Nanoprep 2017 Day 8: Bruegel's Finest Work
By Robin de Voh on 2017-10-18
She looked at the painting and wondered how it had gotten there. Not the painting itself, this was a museum, it wasn't interesting to her how it had gotten here. But according to the card on the wall, this painting was completed in 1564, after 3 years of work. It showed a town square, peasants going about their business.
But how had Pieter Bruegel known her face, let alone her husband's, and why were they in this centuries-old painting?
She looked around whether her husband was near, but he was elsewhere, probably not looking at a painting of his own face. She turned back to the painting and leaned over the cord, which was supposed to keep people at a distance.
It was definitely her, and she knew the outfit she was wearing in the painting too. She'd last worn that sweater a few weeks before. Her husband was wearing that white t-shirt she absolutely detested. It had a sperm on it in the shape of the Nike logo and said "Just did it".
She groaned. Of all the shirts, of course it was that one.
She shook her head, realizing this was not something to be so casual about. She walked away and into the next room, looking for him. There he was, looking at an abstract piece. When he saw her, he beckoned her over.
"It's just blue. Just, blue on blue. How is this art? I don't get it," he whispered to her, pointing at the work.
"It's subjective. And on the matter of what is art, come with me."
"Why? I'm having fun not understanding these paintings."
"There's something you have to see."
"What is it?"
"Just come along, okay?"
He sighed and nodded. She grabbed his hand and they went into the adjacent room, back to where the Bruegel was. She pointed at the painting and pulled him along.
He looked at it for a while and then at her.

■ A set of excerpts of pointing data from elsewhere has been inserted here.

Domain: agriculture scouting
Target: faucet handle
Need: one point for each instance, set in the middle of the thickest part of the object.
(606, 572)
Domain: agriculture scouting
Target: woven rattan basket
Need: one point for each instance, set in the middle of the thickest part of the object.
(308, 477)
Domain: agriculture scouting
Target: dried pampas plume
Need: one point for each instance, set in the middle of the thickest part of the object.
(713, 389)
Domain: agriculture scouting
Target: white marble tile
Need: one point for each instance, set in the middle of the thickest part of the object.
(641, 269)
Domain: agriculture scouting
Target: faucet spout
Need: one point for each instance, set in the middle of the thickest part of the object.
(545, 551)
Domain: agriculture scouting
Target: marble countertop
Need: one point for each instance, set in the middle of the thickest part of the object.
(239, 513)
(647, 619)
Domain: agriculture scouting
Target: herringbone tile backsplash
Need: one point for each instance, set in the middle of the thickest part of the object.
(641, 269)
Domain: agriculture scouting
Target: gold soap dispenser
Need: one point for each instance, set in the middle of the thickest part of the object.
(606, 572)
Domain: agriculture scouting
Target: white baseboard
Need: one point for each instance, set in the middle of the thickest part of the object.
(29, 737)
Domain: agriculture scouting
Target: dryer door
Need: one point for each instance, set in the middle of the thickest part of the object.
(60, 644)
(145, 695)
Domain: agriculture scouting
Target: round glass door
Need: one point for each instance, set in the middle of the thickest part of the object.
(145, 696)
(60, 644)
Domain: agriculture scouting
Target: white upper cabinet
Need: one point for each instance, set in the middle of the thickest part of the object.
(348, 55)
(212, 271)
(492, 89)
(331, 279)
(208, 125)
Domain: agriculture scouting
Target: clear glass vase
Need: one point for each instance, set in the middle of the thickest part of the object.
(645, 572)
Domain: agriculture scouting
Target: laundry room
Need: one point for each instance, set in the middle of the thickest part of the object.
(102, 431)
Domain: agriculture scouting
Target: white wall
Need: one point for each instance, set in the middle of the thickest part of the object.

"So? It's some peasants in a crappy old town," he whispered to her.
"Look to the left, behind the cart," she answered with an annoyed and impatient tone in her whisper.
He looked and his eyes opened wide.
"Holy crap," he said a little too loudly.
"I know, right, that's US."
He grinned. She looked at him.
"Look at it more closely."
"Just do it, okay?"
She sighed, rolled her eyes and cursed him in her mind. Then she leaned back in and squinted.
She eventually noticed a glimmer she hadn't noticed before. It was different than the rest of the painting. And then it clicked. Her head snapped back to face him.
He laughed, again a little too loud.
"I wasn't sure it would still be up," he said as a tear rolled down his face, "You should've seen your face!"
"So you ruined a piece of art for a joke?" She was almost ready to forget about being in a museum and just straight up shout at him.
"Oh, relax, it's printed on that static plastic stuff. It'll come right off," he said, still laughing.
She did not relax.
The ride home was made in silence. He'd still chuckle from time to time, believing the joke was totally worth sleeping on the couch for a night.
She, however, was very much annoyed. He'd embarrassed her in public and she wasn't just going to let that slide.
Later that night, a certain t-shirt went missing, never to embarrass her again.